Granger causality test is used to determine if one time series will be useful to forecast another. The idea is that if \(X\) causes \(Y\), then the forecast of \(Y\) based on previous values of \(Y\) AND the previous values of \(X\) should outperform the forecast of \(Y\) based on previous values of \(Y\) alone.

Therefore, Granger causality should not be used to test if a lag of \(Y\) causes \(Y\). Instead, it is generally used on exogenous (not \(Y\) lag) variables only.

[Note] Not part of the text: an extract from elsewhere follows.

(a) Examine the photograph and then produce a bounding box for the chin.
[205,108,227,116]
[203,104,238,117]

The null hypothesis is: the series in the second column does not Granger cause the series in the first. If the P-Values are less than a significance level (for example 5%) then you reject the null hypothesis and conclude that the said lag of \(X\) is indeed useful. The second argument maxlag says till how many lags of \(Y\) should be included in the test.

[8]:

# https://en.wikipedia.org/wiki/Granger_causality
from statsmodels.tsa.stattools import grangercausalitytests

df_house['m'] = df_house.index.month
# The values are in the first column and the predictor (X) is in the second column.
_ = grangercausalitytests(df_house[['sales', 'm']], maxlag=2)
toggle()


Granger Causality
number of lags (no zero) 1
ssr based F test:         F=0.1690  , p=0.6813  , df_denom=290, df_num=1
ssr based chi2 test:   chi2=0.1708  , p=0.6794  , df=1
likelihood ratio test: chi2=0.1707  , p=0.6795  , df=1
parameter F test:         F=0.1690  , p=0.6813  , df_denom=290, df_num=1

Granger Causality
number of lags (no zero) 2
ssr based F test:         F=0.6936  , p=0.5006  , df_denom=287, df_num=2
ssr based chi2 test:   chi2=1.4115  , p=0.4938  , df=2
likelihood ratio test: chi2=1.4081  , p=0.4946  , df=2
parameter F test:         F=0.6936  , p=0.5006  , df_denom=287, df_num=2

[8]:

show code

[9]:

df_drink['q'] = df_drink.index.quarter
_ = grangercausalitytests(df_drink[['sales', 'q']], maxlag=2)
toggle()


Granger Causality
number of lags (no zero) 1
ssr based F test:         F=74.3208 , p=0.0000  , df_denom=60, df_num=1
ssr based chi2 test:   chi2=78.0368 , p=0.0000  , df=1
likelihood ratio test: chi2=50.7708 , p=0.0000  , df=1
parameter F test:         F=74.3208 , p=0.0000  , df_denom=60, df_num=1

Granger Causality
number of lags (no zero) 2
ssr based F test:         F=108.5323, p=0.0000  , df_denom=57, df_num=2
ssr based chi2 test:   chi2=236.1053, p=0.0000  , df=2
likelihood ratio test: chi2=97.3594 , p=0.0000  , df=2
parameter F test:         F=108.5323, p=0.0000  , df_denom=57, df_num=2

[9]:

show code

For the drink sales data, the P-Values are 0 for all tests. So the quarter indeed can be used to forecast drink sales.